How should I go about this challenge

time_machine.py
import datetime

starter = datetime.datetime(2015, 10, 21, 16, 29)

# Remember, you can't set "years" on a timedelta!
# Consider a year to be 365 days.

## Example
# time_machine(5, "minutes") => datetime(2015, 10, 21, 16, 34)

4 Answers

Jeff Muday
MOD
Jeff Muday
Treehouse Moderator 28,722 Points

A typo crept into your code with a parenthesis... see solution below.

The variable delta is the generic timedelta. Also, years is not a parameter of timedelta so we have to use the trick of converting years into days.

days = x * 365

change hourdelta to delta

change daydelta to delta

change yeardelta to delta

This solution below will work

import datetime

starter = datetime.datetime(2015, 10, 21, 16, 29)
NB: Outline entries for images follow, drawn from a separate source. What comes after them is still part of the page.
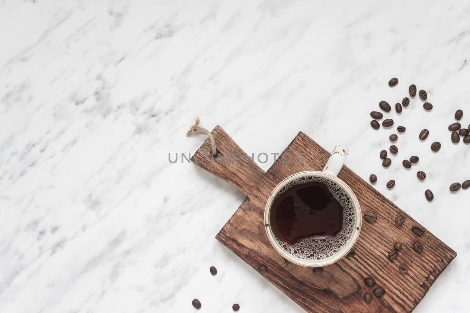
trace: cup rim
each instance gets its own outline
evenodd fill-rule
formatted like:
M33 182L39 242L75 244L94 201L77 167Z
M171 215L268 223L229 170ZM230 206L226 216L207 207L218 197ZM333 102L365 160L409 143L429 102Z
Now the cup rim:
M348 195L352 201L354 213L357 217L356 223L354 224L353 230L353 234L349 239L347 244L337 253L333 254L331 256L329 257L322 260L303 260L295 257L290 253L288 253L283 249L281 247L281 245L276 241L274 238L274 235L273 231L269 224L269 212L271 211L271 206L273 203L273 200L274 196L277 194L279 190L287 183L300 177L308 176L309 175L320 176L325 177L329 179L333 180L338 183L343 187ZM266 227L265 229L267 235L268 239L269 240L271 246L277 251L278 253L281 254L285 259L290 261L292 263L300 265L305 267L317 268L326 266L334 263L337 262L340 260L344 258L352 248L354 245L357 241L359 238L359 234L360 233L361 226L362 225L362 214L360 210L360 206L359 202L358 201L356 195L352 192L351 187L349 187L344 181L338 177L320 171L304 171L296 173L290 176L283 179L281 182L277 184L273 191L269 195L267 201L266 202L266 206L265 207L264 214L264 224Z

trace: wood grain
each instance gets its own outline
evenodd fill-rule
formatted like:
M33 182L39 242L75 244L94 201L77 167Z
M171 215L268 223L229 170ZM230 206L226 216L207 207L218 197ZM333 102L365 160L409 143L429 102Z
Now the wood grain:
M247 195L216 238L255 269L265 264L268 270L260 275L307 312L411 312L456 256L427 230L422 236L415 235L411 228L422 225L345 166L338 177L355 194L363 217L366 212L372 212L377 216L377 221L371 223L363 219L360 236L354 246L355 255L325 267L321 274L315 275L311 268L287 264L271 246L264 228L266 200L286 177L303 171L321 171L329 152L300 132L283 153L302 153L303 162L287 164L280 158L265 172L246 157L221 127L218 126L212 133L219 156L208 157L209 147L205 142L192 160ZM243 157L234 162L234 153L236 159L239 155ZM400 226L394 223L399 216L405 219ZM387 256L396 241L401 242L403 248L397 259L390 261ZM415 242L424 247L421 254L412 249ZM399 270L402 264L408 268L407 274ZM367 277L376 282L374 288L384 288L385 294L380 298L373 296L374 288L364 283ZM369 304L364 300L368 292L373 294Z

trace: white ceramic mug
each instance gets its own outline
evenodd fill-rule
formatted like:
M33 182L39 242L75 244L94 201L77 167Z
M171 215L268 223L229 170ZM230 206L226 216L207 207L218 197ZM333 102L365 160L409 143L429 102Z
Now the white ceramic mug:
M354 244L356 243L356 241L357 241L357 239L359 237L359 233L360 232L361 223L361 214L360 213L360 208L359 206L359 202L358 201L356 196L354 195L351 188L345 182L337 178L338 174L343 167L343 164L345 163L345 160L346 159L347 154L347 149L343 148L339 145L337 146L335 148L334 150L331 153L331 156L330 156L329 159L328 160L328 162L325 166L323 171L307 171L297 173L291 175L279 183L276 187L274 188L274 190L273 190L273 192L271 193L271 195L268 198L265 209L264 215L265 225L267 225L267 227L265 227L266 233L267 234L267 237L271 245L274 247L274 248L284 258L290 262L302 266L311 268L320 267L329 265L337 262L345 256L351 249L352 248L352 247L354 246ZM349 197L352 203L352 210L354 212L353 215L355 218L353 229L352 229L352 233L348 240L347 243L343 246L342 247L337 253L328 257L325 257L320 260L306 260L296 256L286 251L282 248L281 244L278 242L274 238L274 234L270 226L271 223L269 221L271 206L276 195L277 194L279 191L289 184L289 183L296 179L299 178L303 179L301 178L309 177L326 179L334 183L336 183L340 187L342 188L343 191L347 196ZM314 237L313 236L312 238L313 238Z

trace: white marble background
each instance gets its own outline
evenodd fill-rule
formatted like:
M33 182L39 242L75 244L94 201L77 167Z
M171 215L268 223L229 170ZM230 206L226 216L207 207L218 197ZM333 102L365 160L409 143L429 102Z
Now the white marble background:
M470 145L447 126L459 108L470 123L470 3L312 2L0 0L0 312L303 312L214 238L243 196L168 162L200 145L197 116L249 153L301 130L349 148L458 253L415 312L467 312L470 189L448 186L470 179ZM392 131L368 113L411 83L434 109L387 115L407 131L385 169Z

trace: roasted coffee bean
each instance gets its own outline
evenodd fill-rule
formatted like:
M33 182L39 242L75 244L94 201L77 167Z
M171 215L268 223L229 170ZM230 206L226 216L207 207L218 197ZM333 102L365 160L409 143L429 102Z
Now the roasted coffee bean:
M370 121L370 126L372 126L372 128L374 129L378 129L380 128L380 124L379 124L379 122L375 119L373 119Z
M377 216L374 213L371 213L369 212L364 215L364 218L365 218L366 220L368 222L370 222L371 223L375 222L377 220Z
M450 185L449 187L449 189L450 189L451 191L457 191L460 189L462 185L460 185L460 183L454 183Z
M426 100L428 98L428 94L422 89L419 91L419 97L423 100Z
M410 96L411 97L416 96L416 85L410 85L408 91L409 91Z
M455 111L455 115L454 115L454 117L455 118L455 119L457 120L460 120L460 119L462 118L462 116L463 116L463 111L461 110L457 110Z
M393 77L388 81L388 85L391 87L393 87L398 83L398 78Z
M388 104L388 102L384 100L379 102L379 107L385 112L390 112L392 110L392 107Z
M384 117L384 114L380 112L377 112L377 111L372 111L371 112L370 116L372 116L372 118L374 119L382 119L382 118Z
M455 122L455 123L453 123L452 124L449 125L449 127L447 128L451 132L453 132L454 130L458 130L462 127L462 125L458 122Z
M421 236L426 231L424 229L420 226L415 226L411 227L411 231L418 236Z
M408 106L408 104L410 104L410 99L407 97L403 98L403 99L401 100L401 104L403 105L403 106Z
M393 126L393 120L392 119L384 119L384 121L382 122L382 126L384 127L390 127L391 126Z
M364 283L369 287L374 287L376 285L376 282L372 278L368 277L364 280Z
M394 180L393 179L390 179L390 180L388 181L388 182L387 183L387 188L389 189L390 189L394 186L395 186L395 180Z
M467 128L461 128L459 129L459 134L462 137L465 137L465 136L468 136L469 135L469 130Z
M195 299L193 300L191 303L193 304L193 306L196 308L198 310L200 309L201 307L202 306L202 305L201 304L201 302L197 299Z
M418 253L421 253L424 250L424 248L423 247L423 245L421 244L419 242L415 242L413 245L413 249Z
M452 134L450 135L450 140L454 143L458 143L460 141L460 136L459 136L459 133L457 132L452 132Z
M423 107L424 108L424 110L430 111L432 110L432 104L429 102L425 102L424 104L423 104Z
M380 158L383 160L386 157L387 157L387 150L382 150L380 151Z
M403 160L403 162L402 163L405 168L409 169L411 167L411 163L407 160Z
M410 158L410 162L412 163L417 163L419 161L419 158L416 156L413 156Z
M419 133L419 139L421 140L424 140L426 138L428 138L428 136L429 135L429 131L425 128L421 131L421 132Z
M379 287L374 290L374 294L376 295L376 297L382 297L385 294L385 291L384 290L384 288Z
M401 107L401 104L398 102L395 104L395 111L397 111L397 113L401 113L401 112L403 111L403 108Z
M323 268L313 268L313 274L315 275L319 275L323 273Z
M388 157L385 158L384 161L382 161L382 166L384 167L388 167L392 164L392 160L388 158Z
M401 226L405 223L405 218L402 216L398 216L395 219L395 224L397 226Z
M431 150L436 152L439 151L440 149L440 142L434 142L431 145Z
M390 253L388 253L388 256L387 257L388 257L388 259L391 261L392 261L396 259L397 256L398 256L398 253L396 251L392 251Z

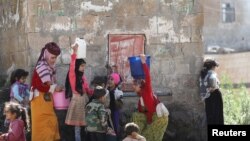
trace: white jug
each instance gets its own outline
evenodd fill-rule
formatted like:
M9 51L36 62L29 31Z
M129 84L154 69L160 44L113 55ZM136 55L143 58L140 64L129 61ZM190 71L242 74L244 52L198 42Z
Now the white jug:
M86 58L87 46L86 46L85 40L81 39L81 38L76 38L75 43L73 45L71 45L71 46L73 47L73 46L75 46L75 44L78 44L77 59ZM71 54L72 53L73 53L73 50L71 49Z

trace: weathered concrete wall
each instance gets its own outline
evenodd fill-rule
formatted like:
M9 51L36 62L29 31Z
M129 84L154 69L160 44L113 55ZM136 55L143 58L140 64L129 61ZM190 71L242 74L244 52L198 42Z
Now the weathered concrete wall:
M213 58L219 62L219 77L227 75L231 79L232 83L250 84L249 52L224 55L206 55L205 58Z
M235 7L235 22L223 23L221 4L232 3ZM204 1L204 45L219 45L237 51L250 50L250 1L205 0Z
M1 2L6 5L12 1ZM91 79L105 74L108 34L143 33L147 38L146 53L152 57L154 89L172 93L161 97L170 110L168 130L174 133L167 138L206 140L204 105L197 89L203 60L202 0L13 0L17 2L21 3L20 19L17 25L15 20L9 20L6 28L0 27L0 45L19 58L13 60L8 53L1 53L1 57L6 56L1 59L5 64L3 74L12 62L32 70L40 49L55 41L63 50L57 70L59 83L63 84L69 64L67 48L80 36L88 43L86 75ZM0 23L4 22L0 19ZM19 40L11 40L12 31ZM135 100L126 103L135 105Z
M28 66L26 8L22 0L0 1L0 78L6 77L8 68Z

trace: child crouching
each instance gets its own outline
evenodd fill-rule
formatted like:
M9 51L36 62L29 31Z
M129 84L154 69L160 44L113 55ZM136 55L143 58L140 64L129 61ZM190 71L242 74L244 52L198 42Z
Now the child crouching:
M105 141L108 130L107 112L105 110L106 90L97 86L94 90L93 100L86 105L87 140Z
M27 112L20 104L5 104L6 120L10 121L8 133L0 135L0 141L26 141L25 130L28 129Z
M123 141L146 141L139 132L139 126L133 122L126 124L125 132L127 137Z

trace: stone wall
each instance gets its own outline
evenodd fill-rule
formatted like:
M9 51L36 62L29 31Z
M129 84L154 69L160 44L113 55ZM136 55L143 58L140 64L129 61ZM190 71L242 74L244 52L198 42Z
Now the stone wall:
M218 74L220 80L224 75L227 75L233 84L243 83L248 87L250 86L250 52L206 55L205 58L213 58L219 62Z
M67 48L79 36L87 41L86 75L91 80L105 74L108 34L145 34L154 90L171 93L161 97L170 110L167 138L206 140L197 83L203 60L202 0L1 0L0 10L0 69L5 76L11 68L31 71L44 44L55 41L62 48L57 72L64 84Z
M222 4L230 3L235 8L235 21L222 22ZM205 0L204 1L204 46L218 45L237 52L249 51L250 1Z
# Remember, you can't set "years" on a timedelta!
# Consider a year to be 365 days.

## Example
# time_machine(5, "minutes") => datetime(2015, 10, 21, 16, 34)

def time_machine(x, time_unit):
# The line above is where the syntax error is

    if time_unit == "minutes":
        # this is how to compute a time "delta" for minutes
        delta = datetime.timedelta(minutes=x)
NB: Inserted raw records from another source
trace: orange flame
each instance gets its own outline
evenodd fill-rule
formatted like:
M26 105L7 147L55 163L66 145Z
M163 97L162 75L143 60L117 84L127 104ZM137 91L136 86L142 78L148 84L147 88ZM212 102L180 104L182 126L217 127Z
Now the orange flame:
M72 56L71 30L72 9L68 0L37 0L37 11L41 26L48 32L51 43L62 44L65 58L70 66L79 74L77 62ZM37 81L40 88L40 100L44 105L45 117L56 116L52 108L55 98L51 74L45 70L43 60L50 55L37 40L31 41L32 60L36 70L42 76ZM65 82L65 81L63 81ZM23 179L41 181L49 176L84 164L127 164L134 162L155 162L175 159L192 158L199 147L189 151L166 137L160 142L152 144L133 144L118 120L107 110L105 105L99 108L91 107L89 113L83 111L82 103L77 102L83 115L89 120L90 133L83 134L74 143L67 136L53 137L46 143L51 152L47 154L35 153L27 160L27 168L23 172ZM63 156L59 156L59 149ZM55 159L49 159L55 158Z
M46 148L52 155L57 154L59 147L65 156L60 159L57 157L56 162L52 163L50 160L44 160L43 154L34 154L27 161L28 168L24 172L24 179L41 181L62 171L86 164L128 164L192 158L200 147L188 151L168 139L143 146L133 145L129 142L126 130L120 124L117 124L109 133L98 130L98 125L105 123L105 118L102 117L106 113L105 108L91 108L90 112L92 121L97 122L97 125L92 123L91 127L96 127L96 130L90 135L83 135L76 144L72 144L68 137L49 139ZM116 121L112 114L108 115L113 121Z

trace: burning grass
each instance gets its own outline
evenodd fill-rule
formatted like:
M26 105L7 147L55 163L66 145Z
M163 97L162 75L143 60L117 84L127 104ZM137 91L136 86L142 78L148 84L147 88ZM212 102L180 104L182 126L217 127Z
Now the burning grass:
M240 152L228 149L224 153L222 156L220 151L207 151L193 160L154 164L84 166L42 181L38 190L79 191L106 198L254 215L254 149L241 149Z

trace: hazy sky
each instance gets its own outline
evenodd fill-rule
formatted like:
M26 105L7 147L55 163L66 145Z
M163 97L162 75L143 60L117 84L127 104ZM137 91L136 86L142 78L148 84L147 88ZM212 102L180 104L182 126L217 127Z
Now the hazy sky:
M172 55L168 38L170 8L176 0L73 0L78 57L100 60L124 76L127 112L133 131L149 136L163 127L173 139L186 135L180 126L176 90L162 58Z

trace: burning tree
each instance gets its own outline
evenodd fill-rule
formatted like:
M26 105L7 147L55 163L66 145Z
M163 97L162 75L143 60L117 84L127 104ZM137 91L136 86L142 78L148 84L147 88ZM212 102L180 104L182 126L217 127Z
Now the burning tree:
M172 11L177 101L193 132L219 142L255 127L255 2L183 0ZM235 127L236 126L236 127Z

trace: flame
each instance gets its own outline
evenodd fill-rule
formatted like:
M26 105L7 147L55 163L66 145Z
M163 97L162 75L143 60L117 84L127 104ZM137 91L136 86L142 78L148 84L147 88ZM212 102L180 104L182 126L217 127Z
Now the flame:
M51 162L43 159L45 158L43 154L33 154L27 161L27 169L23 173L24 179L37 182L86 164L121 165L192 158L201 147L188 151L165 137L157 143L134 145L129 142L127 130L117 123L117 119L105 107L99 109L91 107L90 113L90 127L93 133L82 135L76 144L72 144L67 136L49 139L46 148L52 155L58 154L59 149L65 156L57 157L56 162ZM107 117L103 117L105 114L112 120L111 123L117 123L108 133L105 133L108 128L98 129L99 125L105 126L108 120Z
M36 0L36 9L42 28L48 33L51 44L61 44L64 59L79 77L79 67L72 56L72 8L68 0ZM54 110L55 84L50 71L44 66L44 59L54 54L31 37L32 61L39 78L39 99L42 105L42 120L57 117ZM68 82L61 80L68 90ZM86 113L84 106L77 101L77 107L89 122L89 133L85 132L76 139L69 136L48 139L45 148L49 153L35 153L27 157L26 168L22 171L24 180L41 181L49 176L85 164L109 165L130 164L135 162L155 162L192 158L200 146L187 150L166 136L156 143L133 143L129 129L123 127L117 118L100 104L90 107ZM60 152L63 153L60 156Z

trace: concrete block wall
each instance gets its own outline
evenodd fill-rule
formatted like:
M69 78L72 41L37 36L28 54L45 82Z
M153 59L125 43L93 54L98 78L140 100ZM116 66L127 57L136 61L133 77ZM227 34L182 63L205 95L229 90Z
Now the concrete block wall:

    if time_unit == "hours":
        delta = datetime.timedelta(hours=x)

    if time_unit == "days":
        delta = datetime.timedelta(days=x)

    if time_unit == "years":
        # here is the tricky part, timedelta doesn't support years parameter
        # so we convert it to days (e.g. 365 days in a year)
        x =  x * 365
        delta = datetime.timedelta(days=x)


    # return the value of the starting date and a delta
    return starter + delta                  

A simple solution for this problem is to first check if the string is 'years' and if so change the string to 'days' since timedelta will not except years as an argument. Then multiply the integer by 365 to get the equivalent number of days for the given number of years. Finally, return the duration as the difference of the starter datetime and the timedelta of the string and integer passed to the method as a literal dictionary with the ** prefix operator to unpack the dictionary.

import datetime

starter = datetime.datetime(2015, 10, 21, 16, 29)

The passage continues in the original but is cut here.